The Cedar Rapids and Missouri River Railroad was a railroad chartered to run from Cedar Rapids, Iowa to Council Bluffs, Iowa on the Missouri River.  It was the first railroad to reach Council Bluffs, Iowa, the eastern terminus of the First transcontinental railroad.  The city of Ames, Iowa was created as a station stop on the line.  It was one of four railroads that were built as result of the Iowa Land Bill of 1856 that gave land grants for railroads.

The railroad was organized on January 16, 1860, and composed largely of stockholders in the Chicago, Iowa and Nebraska Railroad Company, already in operation from Clinton to Cedar Rapids.

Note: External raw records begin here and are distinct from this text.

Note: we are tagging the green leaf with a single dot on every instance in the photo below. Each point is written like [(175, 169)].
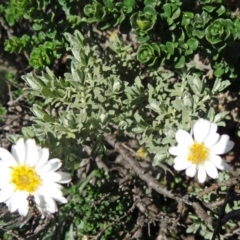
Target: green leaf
[(219, 72), (180, 63), (192, 43), (221, 10), (129, 3), (209, 8), (37, 27), (108, 3), (170, 48)]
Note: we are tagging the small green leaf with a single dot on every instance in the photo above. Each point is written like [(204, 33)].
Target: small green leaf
[(219, 72), (192, 43), (37, 27), (170, 48), (180, 63), (129, 3)]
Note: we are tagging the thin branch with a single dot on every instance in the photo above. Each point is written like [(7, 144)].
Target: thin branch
[(227, 183), (154, 184), (221, 213)]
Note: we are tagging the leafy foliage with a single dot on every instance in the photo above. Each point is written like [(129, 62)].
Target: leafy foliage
[(142, 88)]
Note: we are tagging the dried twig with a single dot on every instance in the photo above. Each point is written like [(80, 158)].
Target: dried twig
[(154, 184)]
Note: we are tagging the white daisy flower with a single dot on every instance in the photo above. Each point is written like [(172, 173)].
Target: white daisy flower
[(198, 151), (27, 172)]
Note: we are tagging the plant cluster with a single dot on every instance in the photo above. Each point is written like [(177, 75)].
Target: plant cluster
[(113, 115), (170, 33)]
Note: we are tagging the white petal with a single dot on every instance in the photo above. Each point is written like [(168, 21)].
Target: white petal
[(191, 171), (6, 193), (182, 165), (184, 138), (219, 162), (17, 200), (23, 208), (201, 174), (60, 177), (179, 150), (52, 165), (201, 130), (50, 204), (211, 139), (43, 157), (18, 151), (32, 152), (223, 145), (211, 169), (51, 189), (7, 157)]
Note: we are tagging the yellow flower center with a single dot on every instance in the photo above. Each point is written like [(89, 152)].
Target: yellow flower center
[(198, 153), (25, 178)]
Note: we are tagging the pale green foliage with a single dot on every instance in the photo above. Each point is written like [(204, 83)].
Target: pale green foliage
[(110, 87)]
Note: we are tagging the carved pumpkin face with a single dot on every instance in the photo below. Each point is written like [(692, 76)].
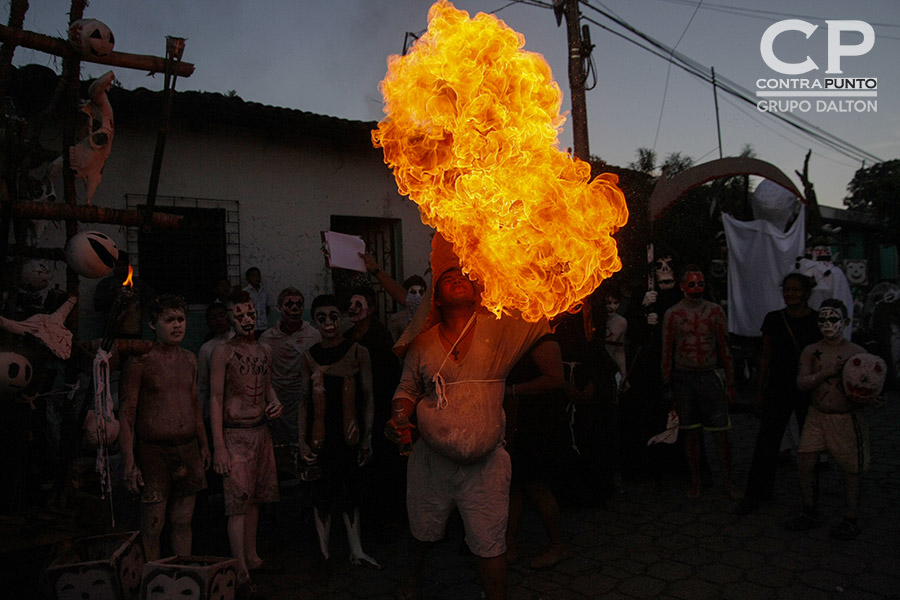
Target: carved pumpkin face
[(91, 37), (864, 376), (91, 254), (88, 584), (221, 587), (164, 587)]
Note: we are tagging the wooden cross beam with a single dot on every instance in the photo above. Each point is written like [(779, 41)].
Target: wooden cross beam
[(60, 47)]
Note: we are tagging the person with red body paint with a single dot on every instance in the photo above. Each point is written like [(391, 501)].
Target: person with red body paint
[(697, 367)]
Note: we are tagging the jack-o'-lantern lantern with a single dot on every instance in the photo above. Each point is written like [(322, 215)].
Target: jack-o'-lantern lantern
[(864, 376), (222, 585), (87, 584), (178, 584), (92, 38), (91, 254), (15, 371)]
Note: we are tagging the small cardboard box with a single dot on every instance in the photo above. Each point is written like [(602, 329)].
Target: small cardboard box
[(103, 567), (196, 577)]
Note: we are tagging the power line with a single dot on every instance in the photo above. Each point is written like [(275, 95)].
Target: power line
[(662, 105), (758, 12), (702, 72)]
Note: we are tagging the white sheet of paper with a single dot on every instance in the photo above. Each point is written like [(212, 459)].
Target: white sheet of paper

Union Pacific Railroad baron Thomas Clark Durant was to manipulate CR&M stock to add to his fortune.  Durant controlled another of the Iowa land grant railroads, the Mississippi and Missouri Railroad (M&M) and ran up its stock by saying the transcontinental railroad would connect to it.  At the same time, he was buying the depressed CR&M stock.  Then Durant declared that CR&M would be the railroad of choice for the transcontinental connection. After buying back the newly depressed M&M stock, Durant and his cohorts made about $5 million.

The city of Ames was chartered in 1864 for the railroad and was named by CR&M President John Blair for Massachusetts Congressman Oakes Ames.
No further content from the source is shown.